Determining Option Value

December 15, 2009 by T.D. Thompson  
Filed under Options Trading Tips

 

Determining option value can be done by evaluation of basic aspects of the option. The current market price of the underlying security, the strike price of the option, time to expiration of the option, and the cost or benefit of holding the option position all are standard factors in determining option value. The remaining basic factor in determining option value is a prediction of the future value of the underlying security.

In determining option value of a call option on 100 shares of stock we know the strike price, which is the price of the security when the option is written and the price of the underlying stock if the option is exercised. We also know the current market price of the stock. If the security has gone up in price, part of the option’s value will be the current market price minus the strike price for the block of stocks.

If you borrowed money to buy the option or simply took money from your bank account there is a cost to holding the position. The cost of holding the option position should be subtracted from any option value gained from a stock price increase. This factor especially applies to holding on to an option instead of selling it. Another factor is if the stock pays dividends. The value of the option will include the value of the dividend on the block of stocks up until when the dividend is paid. Then the option value goes down by the value of the dividend.
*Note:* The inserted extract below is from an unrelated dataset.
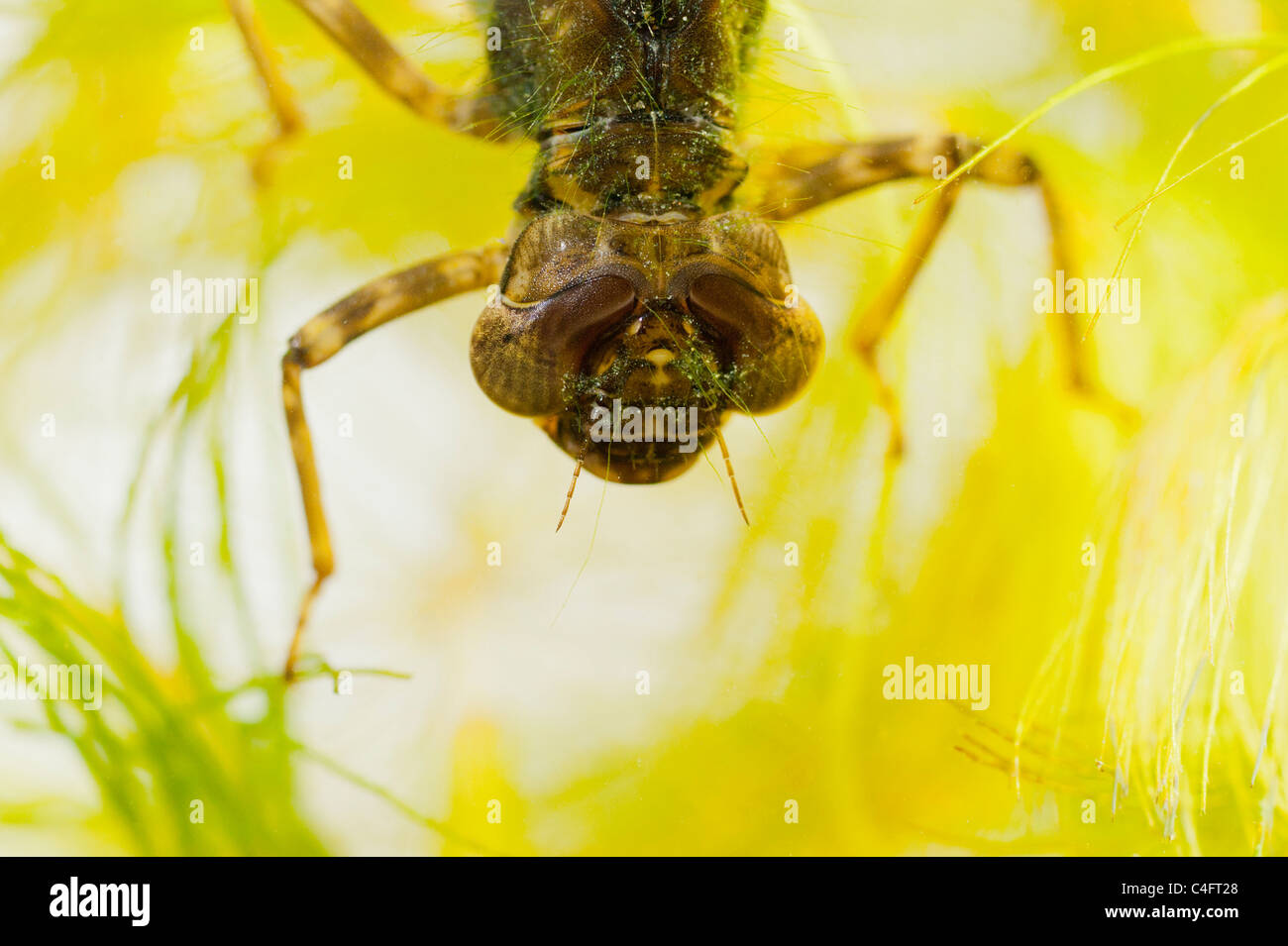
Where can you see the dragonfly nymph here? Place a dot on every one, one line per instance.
(636, 278)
Determining option value also includes the time remaining to expiration of the options contract. In the example of purchasing a call option you may be “in the money” in that the current stock price is above the strike price. If the underlying stock is slowly increasing in value it may be that letting the option contract ride a little longer will allow you to make more money when you exercise the option. This factor in determining option value leads to the next factor, predicting the future of the underlying stock.

Determining option value really hinges on this factor. Everything else can be calculated with addition and subtraction. Predicting the future relies on the probabilities that the stock’s price will either go up or down. This factor is what makes the purchase of call options potentially lucrative. One pays a small amount, a premium, to purchase the right to buy stock at a set price, the strike price, no matter how high the stock price may go.

If you believe that a stock will go up you can buy the stock, wait for the rise in stock value, and sell, pocketing your profit, minus commissions. If you choose to purchase an option on the same stock you risk losing your premium but can exercise the option to buy at the strike price while you simultaneously sell at the spot price or market price.

Thus, of the various factors, determining option value relies, potentially, most heavily on predicting how much the underlying stock will be up until expiration.